Sul lato della domanda, l’investitore istituzionale fronteggia costi di transazione raddoppiati e rendimenti da dividendo decurtati per le posizioni minoritarie. L’asset allocation ottimale risponderà riducendo il peso dell’Italia nei portafogli europei. I fondi pensione e le compagnie assicurative, vincolati a logiche di total return, trasferiranno flussi verso mercati a fiscalità più neutrale.

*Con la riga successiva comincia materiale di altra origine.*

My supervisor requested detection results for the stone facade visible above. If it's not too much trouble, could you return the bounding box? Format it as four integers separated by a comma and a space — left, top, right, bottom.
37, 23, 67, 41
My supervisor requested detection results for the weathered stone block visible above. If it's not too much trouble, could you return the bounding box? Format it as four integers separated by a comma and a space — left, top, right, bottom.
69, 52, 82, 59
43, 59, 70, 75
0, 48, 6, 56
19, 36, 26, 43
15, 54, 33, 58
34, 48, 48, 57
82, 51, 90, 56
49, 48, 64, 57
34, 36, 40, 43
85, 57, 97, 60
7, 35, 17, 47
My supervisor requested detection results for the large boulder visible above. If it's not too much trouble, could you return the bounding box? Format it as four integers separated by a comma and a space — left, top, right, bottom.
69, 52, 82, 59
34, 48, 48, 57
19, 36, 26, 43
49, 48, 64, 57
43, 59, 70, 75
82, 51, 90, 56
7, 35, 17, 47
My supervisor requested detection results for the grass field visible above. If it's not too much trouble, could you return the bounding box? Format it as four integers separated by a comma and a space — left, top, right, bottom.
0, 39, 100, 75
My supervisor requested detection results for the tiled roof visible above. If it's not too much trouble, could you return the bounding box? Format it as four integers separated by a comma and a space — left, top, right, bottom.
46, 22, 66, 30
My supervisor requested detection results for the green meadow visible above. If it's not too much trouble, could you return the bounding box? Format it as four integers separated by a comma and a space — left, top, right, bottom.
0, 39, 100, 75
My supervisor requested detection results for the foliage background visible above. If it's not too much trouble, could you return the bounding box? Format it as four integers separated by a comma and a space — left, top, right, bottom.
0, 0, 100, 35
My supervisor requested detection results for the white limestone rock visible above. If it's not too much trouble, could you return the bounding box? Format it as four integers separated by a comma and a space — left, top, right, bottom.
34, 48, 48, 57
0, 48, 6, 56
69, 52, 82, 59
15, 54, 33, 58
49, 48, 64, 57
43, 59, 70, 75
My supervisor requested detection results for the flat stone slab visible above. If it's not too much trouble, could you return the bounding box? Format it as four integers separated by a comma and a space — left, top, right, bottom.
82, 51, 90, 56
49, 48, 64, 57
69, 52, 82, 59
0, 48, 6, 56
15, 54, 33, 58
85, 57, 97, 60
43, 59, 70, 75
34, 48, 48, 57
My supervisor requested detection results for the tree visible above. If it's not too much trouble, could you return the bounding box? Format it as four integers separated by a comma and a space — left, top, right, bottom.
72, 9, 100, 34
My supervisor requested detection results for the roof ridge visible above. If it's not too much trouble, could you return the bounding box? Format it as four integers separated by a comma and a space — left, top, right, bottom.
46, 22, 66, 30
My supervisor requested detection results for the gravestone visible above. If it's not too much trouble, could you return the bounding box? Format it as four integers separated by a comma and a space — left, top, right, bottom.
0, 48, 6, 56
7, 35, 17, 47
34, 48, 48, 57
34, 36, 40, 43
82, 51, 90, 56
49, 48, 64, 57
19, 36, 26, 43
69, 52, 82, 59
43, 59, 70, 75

Sul lato dell’offerta, le imprese italiane che intendono quotarsi sconteranno un costo del capitale più elevato, riflesso della minore liquidità e della compressione dei multipli. Le operazioni di IPO diventeranno meno convenienti rispetto al private equityo al debito bancario. La Borsa italiana, che già presenta una capitalizzazione pari al 35 per cento del Pil contro il 120 per cento degli Stati Uniti e il 75 per cento della media europea, accentuerà la propria marginalità.

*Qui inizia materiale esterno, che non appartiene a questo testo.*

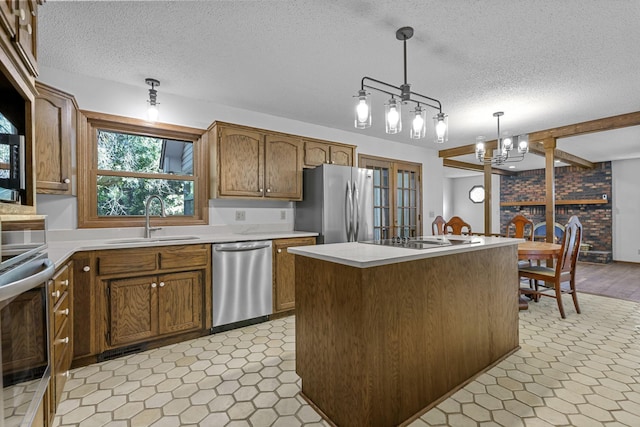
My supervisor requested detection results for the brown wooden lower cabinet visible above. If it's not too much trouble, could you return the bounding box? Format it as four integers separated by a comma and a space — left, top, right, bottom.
273, 237, 316, 314
106, 271, 203, 347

La struttura proprietaria del capitalismo italiano, caratterizzata da partecipazioni incrociate e holding familiari, subirà un aggravio specifico. Le società che detengono portafogli diversificati di partecipazioni minoritarie vedranno aumentare il carico fiscale effettivo, con conseguente pressione sulla distribuzione di dividendi alle persone fisiche.
L’effetto a cascata può raggiungere aliquote marginali prossime al 60 per centosugli utili originari, un livello confiscatorio che spinge verso la delocalizzazione delle holding o l’interposizione di strutture estere.
La miopia come metodo di governo
Queste misure non sono incidenti di percorso. Rappresentano la scelta consapevole di sacrificare l’efficienza del mercato dei capitali sull’altare delle coperture di bilancio a breve termine. Il gettito atteso è modesto: 1,5 miliardi in tre anni dalla Tobin Tax, un miliardo annuo dalla stretta sulla PEX.
Somme che coprono qualche mese di spesa corrente, mentre il danno alla competitività del sistema finanziario italiano si misurerà in decenni.
Ancora più grave il dato politico: un governo di destra assoggettato alle trovate criptosocialiste e succube della Ragioneria Generale dello Stato, una burocrazia più ideologica che capace.
L’Italia continua a chiedersi perché i capitali fuggano. La risposta è nella Gazzetta Ufficiale.